Box Plot 1
coffee <- read.csv('coffee.csv')
bxplot <- ggplot(data = coffee) +
geom_boxplot(aes(x = as.character(avg_rating), y = hhincome),
color = 'black', fill ='white') +
labs(title = 'household income and average rating box blot', x = 'average rating', y = 'household income')
plotly::ggplotly(bxplot)
#had to change the xaxis into charateter so that R wouldn't read it as a continous variable.

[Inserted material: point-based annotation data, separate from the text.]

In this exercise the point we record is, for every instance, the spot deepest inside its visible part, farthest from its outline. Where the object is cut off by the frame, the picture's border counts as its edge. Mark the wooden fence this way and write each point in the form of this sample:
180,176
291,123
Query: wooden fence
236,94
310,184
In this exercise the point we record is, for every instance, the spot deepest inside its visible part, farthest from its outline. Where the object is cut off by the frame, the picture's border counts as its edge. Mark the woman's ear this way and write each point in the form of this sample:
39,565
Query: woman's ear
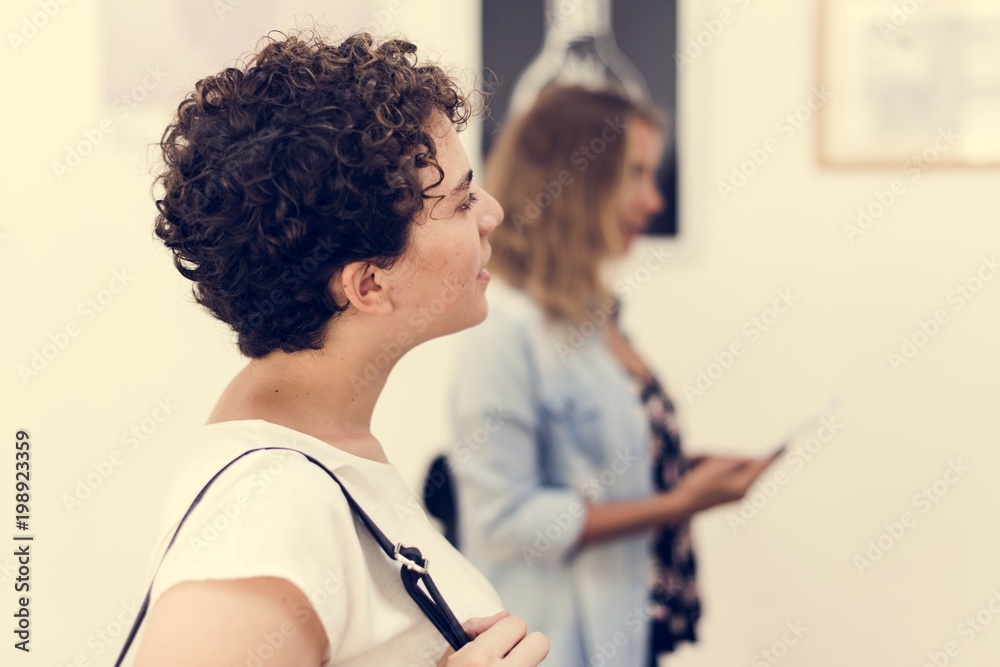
364,286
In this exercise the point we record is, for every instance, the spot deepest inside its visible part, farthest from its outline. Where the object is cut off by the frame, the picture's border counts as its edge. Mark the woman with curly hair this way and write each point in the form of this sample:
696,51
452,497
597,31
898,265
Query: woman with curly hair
321,204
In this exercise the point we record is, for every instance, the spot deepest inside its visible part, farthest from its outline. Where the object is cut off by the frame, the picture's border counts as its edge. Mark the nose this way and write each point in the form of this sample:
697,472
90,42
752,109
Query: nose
655,202
492,214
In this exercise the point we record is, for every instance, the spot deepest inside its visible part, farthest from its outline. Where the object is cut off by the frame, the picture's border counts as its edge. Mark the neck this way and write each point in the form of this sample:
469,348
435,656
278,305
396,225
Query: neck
329,394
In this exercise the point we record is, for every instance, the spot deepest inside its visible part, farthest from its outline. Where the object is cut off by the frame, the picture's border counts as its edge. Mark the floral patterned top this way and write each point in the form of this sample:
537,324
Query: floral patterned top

Based on the boxplots, we see that the average rating loosely correlates to household income. However, there is a big drop off once we get to an average rating of five. A lot of outliers in 2 is interesting, and the range of 4 is huge.
Box Plot 2
plot2 <- coffee %>%
select(c(county, hhincome, avg_rating)) # i like to make a separate df when doing this excercise just to make things more organized if I need to manipulate
bxplot2 <- ggplot(data = plot2) +
geom_boxplot(aes(x = as.character(avg_rating), y = hhincome),
color = 'black', fill ='white')+
facet_wrap(~county) + # break apart by county
labs(title = 'average raing and household income by county',
x = 'average rating',
y = 'household income')
plotly::ggplotly(bxplot2)
With these boxplots, we see where the outliers are. Cobb and Fulton County have pretty wide ranges on all of their data while Clayton’s is extremely compressed. I think that Gwinnett and Dekalb County have decently spread out data regarding coffee shops’ rating and hh income.
Plot 3
plot.df <- coffee %>%
select(c(county, pct_white, hhincome, review_count_log))

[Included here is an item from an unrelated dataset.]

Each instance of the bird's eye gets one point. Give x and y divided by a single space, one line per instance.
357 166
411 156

plot3 <- ggplot(data = plot.df,
aes(x = review_count_log, y = hhincome)) +
geom_point(mapping = aes(color = pct_white),
size = 4.2,
alpha = .45) +
facet_wrap( ~ county) +
scale_color_gradient(low = 'purple', high = 'red') +
labs(x = 'review count(log)',
y = 'hhincom',
color = 'pct_white',
title = 'Scatterplot: Review Count vs. Household Income')
print(plot3)
plot 3 attempts to show the distribution of review counts by household income. From this graph and previous, i’m starting to suspect that there aren’t that many coffee shops in Clayton County and that wages are generally pretty low. Meanwhile, Fulton county is all over the place. Gwinnett, Deklab, and Cobb county start to show a normal-ish distribution in regards to income and review counts. When we add race to the factor, we see that race and household income are linked factors with most high earners being white and most low earners being nonwhie. However, there appears to be a healthy mix of racial incomes in the middle of Fulton, Cobb, and Gwinnett.
Plot 4
plot4.df <- coffee %>%
select(c(X ,county, pct_white, review_count_log,pct_pov_log,pop,hhincome))
plot4.df <- plot4.df %>%
pivot_longer(cols = c(pct_white,pct_pov_log,pop,hhincome),
names_to = 'variables',
values_to = 'value')
plot4 <- ggplot(data = plot4.df,
aes(x = review_count_log, y = value, color = county)) +
geom_point(size = .65,
alpha = .65) +
geom_smooth(method = lm) +
facet_wrap( ~ variables, scales ='free_y',
labeller = as_labeller(c(
hhincome = 'median household income ($)',
pct_pov_log = 'percent poverty (%log)',
pct_white = 'percent white (%)',
pop = 'total population'
))) +
labs(x = 'Review Count (log)',
y = 'values',
color = 'county',
title = 'Scatterplots among review logged review count and neighborhood charateristics')
print(plot4)
## `geom_smooth()` using formula = 'y ~ x'
The four scatterplots and their regression lines are attempting to show how the variable affects review counts by county. For most counties, median household income is not a good predictive variable for review count except for Dekalb county whose line is positively sloped. Percent poverty has negative lines across the board for review count with some counties more modest than others. Percent white and review count oddly have a positive relationship with curves trending upwards and total population and review count seem to have a near zero influence on review counts. In combination, the story these graphs are saying is that review counts will tend to go up if you are in a relatively medium-high household income majority white neighborhood. I wasn’t sure how to get the R^2 and P-values into the graphs like in your example.